Spigola o branzino e orata di allevamento

La maggior parte delle spigole (o branzini) e delle orate che troviamo nei punti vendita italiani proviene da allevamenti, ma in alcuni casi, come al ristorante non è indicato. Non è obbligatorio infatti specificare nel menù se siano pescati in mare aperto o meno, nonostante sarebbe buona consuetudine chiederlo.

Se l'allevamento è di qualità, a livello gustativo non ci sono particolari differenze (sono rilevabili solo da un palato particolarmente espert0), però è bene assicurarsi che siano provenienti da allevamenti nazionali rispetto ad altri, come Grecia e Turchia. Questi  puntano ad ottenere maggiore quantità di prodotto a discapito della qualità e ciò si traduce con un pesce più grasso, che cresce in tempi molto più rapidi e un costo finale molto minore.

Il pescato in Italia copre circa il 30% del mercato (se è scritto zona FAO 37, indica il bacino mediterraneo, ma non le acque territoriali e quindi potrebbe essere pescato in Francia, Tunisia o Grecia), mentre il restante è di acquacoltura proveniente dall'oceano Atlantico (Spagna, Francia e Portogallo) o dal Mare del Nord (Norvegia).

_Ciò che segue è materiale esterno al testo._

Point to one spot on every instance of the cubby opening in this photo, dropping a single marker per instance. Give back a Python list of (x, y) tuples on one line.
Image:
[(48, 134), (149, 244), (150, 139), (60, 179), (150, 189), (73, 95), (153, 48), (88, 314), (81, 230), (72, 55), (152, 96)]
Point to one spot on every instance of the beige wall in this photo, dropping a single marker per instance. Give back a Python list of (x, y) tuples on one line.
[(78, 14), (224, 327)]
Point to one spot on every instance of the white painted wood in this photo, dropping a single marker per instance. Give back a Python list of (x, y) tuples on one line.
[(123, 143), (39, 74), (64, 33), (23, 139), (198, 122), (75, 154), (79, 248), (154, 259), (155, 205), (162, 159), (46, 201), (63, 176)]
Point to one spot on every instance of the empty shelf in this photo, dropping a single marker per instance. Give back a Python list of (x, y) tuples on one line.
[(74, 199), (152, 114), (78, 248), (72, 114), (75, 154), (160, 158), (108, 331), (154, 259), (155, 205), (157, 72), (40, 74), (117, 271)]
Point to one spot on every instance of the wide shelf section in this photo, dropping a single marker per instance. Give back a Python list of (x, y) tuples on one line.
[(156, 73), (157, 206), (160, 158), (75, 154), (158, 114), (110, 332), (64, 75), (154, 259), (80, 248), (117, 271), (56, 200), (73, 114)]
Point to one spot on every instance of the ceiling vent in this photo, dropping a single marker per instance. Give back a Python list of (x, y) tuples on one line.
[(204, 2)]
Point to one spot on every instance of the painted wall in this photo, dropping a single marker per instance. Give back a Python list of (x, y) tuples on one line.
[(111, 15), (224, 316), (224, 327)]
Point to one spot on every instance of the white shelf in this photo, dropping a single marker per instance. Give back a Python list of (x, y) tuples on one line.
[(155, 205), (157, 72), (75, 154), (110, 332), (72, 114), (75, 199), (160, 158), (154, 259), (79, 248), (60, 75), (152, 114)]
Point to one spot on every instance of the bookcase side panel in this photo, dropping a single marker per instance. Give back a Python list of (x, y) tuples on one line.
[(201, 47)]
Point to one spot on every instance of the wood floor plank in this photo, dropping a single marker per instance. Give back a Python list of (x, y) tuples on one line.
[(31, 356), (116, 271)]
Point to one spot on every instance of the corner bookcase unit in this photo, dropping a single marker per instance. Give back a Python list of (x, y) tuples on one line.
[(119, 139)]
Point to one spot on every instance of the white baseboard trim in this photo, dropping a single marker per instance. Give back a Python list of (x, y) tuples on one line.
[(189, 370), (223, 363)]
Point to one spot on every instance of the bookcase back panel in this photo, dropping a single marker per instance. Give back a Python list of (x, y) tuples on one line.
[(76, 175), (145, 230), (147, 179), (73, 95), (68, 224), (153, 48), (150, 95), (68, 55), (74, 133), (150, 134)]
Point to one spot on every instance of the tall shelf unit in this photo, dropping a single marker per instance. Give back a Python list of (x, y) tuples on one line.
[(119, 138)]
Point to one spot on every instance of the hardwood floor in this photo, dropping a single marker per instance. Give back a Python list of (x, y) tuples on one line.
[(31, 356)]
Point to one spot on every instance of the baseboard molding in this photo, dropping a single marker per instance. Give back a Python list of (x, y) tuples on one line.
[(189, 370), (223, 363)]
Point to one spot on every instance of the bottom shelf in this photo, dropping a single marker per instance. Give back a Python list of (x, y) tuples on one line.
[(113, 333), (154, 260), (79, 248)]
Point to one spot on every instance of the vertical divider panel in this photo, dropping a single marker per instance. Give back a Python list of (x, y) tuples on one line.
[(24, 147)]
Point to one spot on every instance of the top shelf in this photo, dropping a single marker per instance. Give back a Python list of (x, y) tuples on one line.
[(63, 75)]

Il pesce allevato nei nostri mari, Tirreno e Adriatico, è principalmente esportato e per riconoscerlo sull'etichetta deve comparire la dicitura "Allevato in Italia". Nel caso in cui compaiano altre espressioni vaghe, ("Allevato in Mediterraneo"…) molto probabilmente manca una completa rintracciabilità della filiera del prodotto, perciò meglio evitare e ripiegare su altri pesci. 

 

 

Un criterio per riconoscere facilmente la qualità del pesce e la sua provenienza è il prezzo: gli allevamenti greci, spagnoli, turchi o tunisini hanno costi minori (7-10 € al kg) poiché le spese di gestione di un allevamento in questi Paesi sono più basse e il tempo d'accrescimento dell'animale viene fortemente ridotto (allevamenti estensivi). Una delle differenze fondamentali tra gli allevamenti italiani e quelli esteri sta nel tipo di alimentazione. In Italia, grazie a mangimi con tenori lipidici più bassi e una minor somministrazione durante il giorno, si producono pesci più magri, a discapito dei tempi necessari per portarli a taglia commerciale e il che si traduce in prezzi più alti. In Italia esiste una filiera più controllata che si basa su un insieme di parametri e caratteristiche che mirano ad allevare orate e branzini di qualità. Molte aziende o catene di distribuzione in accordo con gli allevatori fissano delle linee guida per un allevamento ancora più responsabile e sostenibile andando a specificare caratteristiche come: la biomassa per vasca (densità, Kg di pesce per m3), la percentuale e la qualità dei grassi nei mangimi, rendendo così le condizioni di vita dei pesci il più simili a quelle che avrebbero in natura. Tali fattori fanno si che il pesce d'allevamento italiano abbia un gusto più autentico, anche se più grasso rispetto al pescato, e con un apporto nutrizionale più salubre (maggiore quantità di omega 3 e il loro rapporto con gli omega 6).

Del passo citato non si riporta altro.